Text Vectorization

Vuk Dukic
Founder, Senior Software Engineer
October 9, 2023

Introduction

Machine Learning (ML) models are used for making predictions. Predictions could be about the weather, whether a user clicks on an ad/movie/song, the answer to a question etc. In order to make a prediction the model needs to be provided some input data that contains information that can be used to make a prediction.

The way input data is presented to a model is quite critical and can determine how easy it is for a model to extract information from it. LLMs are no different, today we'll dive into how we need to present input data to them.

Blog image

Text Vectorization: Converting text to numbers

On receiving input, ML models perform a series of operations like multiplications to provide a numerical output that is translated into a prediction. In the world of LLMs the model is provided with a prompt made up of text, however running the mathematical operations associated with the internal workings of an LLM requires converting the text to numerical values.

The conversion of text into numerical values is called text vectorization. A vector is a sequence of numbers and is analogous to an array of numbers in the context of programming. When dealing with ML libraries it’s common for arrays of numbers to be converted to vector objects since they make mathematical operations run more efficiently. For example in numpy to make an array a vector you'd do something like:

import numpy as np

# Array of numbers
a = [1,2,3]

# Convert array to a vector
vector_a = np.asarray(a)

Tokenization

Tokenization is the process of breaking a piece of text into its units called tokens. Tokens can be alphabets, words, or groups of alphabets that make up words often called subwords based on the methodology. A tokenizer is an algorithm that's responsible for tokenizing text.

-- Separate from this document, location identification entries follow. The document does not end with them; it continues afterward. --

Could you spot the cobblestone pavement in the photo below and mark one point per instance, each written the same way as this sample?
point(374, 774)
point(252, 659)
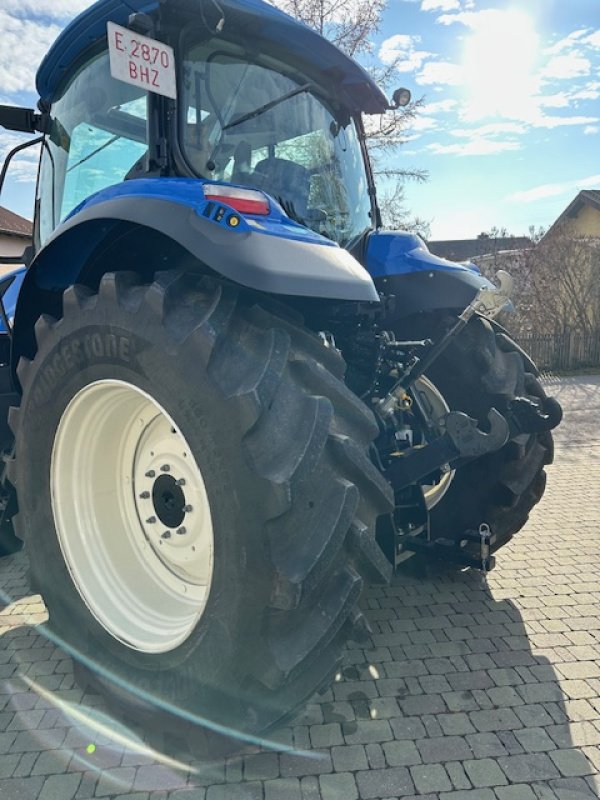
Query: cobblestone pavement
point(471, 689)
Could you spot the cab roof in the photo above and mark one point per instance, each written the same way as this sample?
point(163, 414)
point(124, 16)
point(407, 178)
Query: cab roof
point(271, 30)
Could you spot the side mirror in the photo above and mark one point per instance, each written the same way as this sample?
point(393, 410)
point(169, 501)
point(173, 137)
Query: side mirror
point(401, 98)
point(18, 119)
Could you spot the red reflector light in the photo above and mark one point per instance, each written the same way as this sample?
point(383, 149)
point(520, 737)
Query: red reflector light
point(245, 201)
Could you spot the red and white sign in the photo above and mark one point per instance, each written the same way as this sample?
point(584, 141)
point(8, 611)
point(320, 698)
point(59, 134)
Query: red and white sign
point(141, 61)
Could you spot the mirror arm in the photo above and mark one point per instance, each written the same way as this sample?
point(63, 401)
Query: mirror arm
point(13, 153)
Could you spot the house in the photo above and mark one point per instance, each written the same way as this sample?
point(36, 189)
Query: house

The simplest tokenizer that one can imagine (for English) is to split a document at every space character or punctuation.

import re

def tokenize_document(document):
    # Define a regular expression pattern to 
    # match spaces and punctuation as separate tokens
    pattern = r"[\s.,;!?()]+|[.,;!?()]"

    # Use re.split to tokenize the document
    tokens = re.split(pattern, document)

    # Remove empty tokens
    tokens = [token for token in tokens if token]

    return tokens

text = 'sample sentence. It contains punctuation!'

tokenize_document(text)

>>> ['sample', 'sentence', 'It', 'contains', 'punctuation'] 

Building a vocabulary

A vocabulary is the set of all tokens that an ML model would be able to recognize. The English language has around 170k words. Imagine how huge this number would be for a multilingual use case.

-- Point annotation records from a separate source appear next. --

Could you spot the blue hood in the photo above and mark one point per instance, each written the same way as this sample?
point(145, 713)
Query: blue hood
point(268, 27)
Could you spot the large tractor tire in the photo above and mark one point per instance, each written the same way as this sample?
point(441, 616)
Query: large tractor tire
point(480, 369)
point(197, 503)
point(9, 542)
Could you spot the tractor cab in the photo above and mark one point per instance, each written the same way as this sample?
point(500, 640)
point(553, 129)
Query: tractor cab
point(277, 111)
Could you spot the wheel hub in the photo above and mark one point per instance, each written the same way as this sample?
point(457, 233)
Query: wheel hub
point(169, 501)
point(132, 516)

We need to put a cap on the size of our vocabulary to ensure computational efficiency. The size of the vocabulary is often capped by counting the frequency of tokens in a huge corpus of text and choosing the top-k tokens. Where k would correspond to the vocabulary size.

from collections import Counter

def build_top_k_vocab(corpus, k):
    # Initialize a Counter to count token frequencies
    token_counter = Counter()

    # Tokenize and count tokens in each document
    for document in corpus:
        tokens = tokenize_document(document)
        token_counter.update(tokens)

    # Get the top 10 tokens by frequency
    top_k_tokens = [token for token, _ in 
                   token_counter.most_common(k)]

    return set(top_k_tokens)

# Example usage:
corpus = [
    "This is a sample sentence with some words.",
    "Another sample sentence with some repeating words.",
    "And yet another sentence to build the vocabulary.",
]

build_top_k_vocab(corpus, k=5)
>>> {'sample', 'sentence', 'some', 'with', 'words'}

Converting Tokens to Numerical Values

Now that we have a vocabulary we assign an id to each token in our vocabulary. This can be done through simple enumeration and maintaining a map/dictionary between the ids and corresponding token. The id map will help us keep track of tokens that are present in a document.

The identified set of tokens now have to be translated to features that'll help an ML model extract information. While a token can be represented as a scalar or vector a document is always going to be represented as a vector of the token’s representation that it is made up of.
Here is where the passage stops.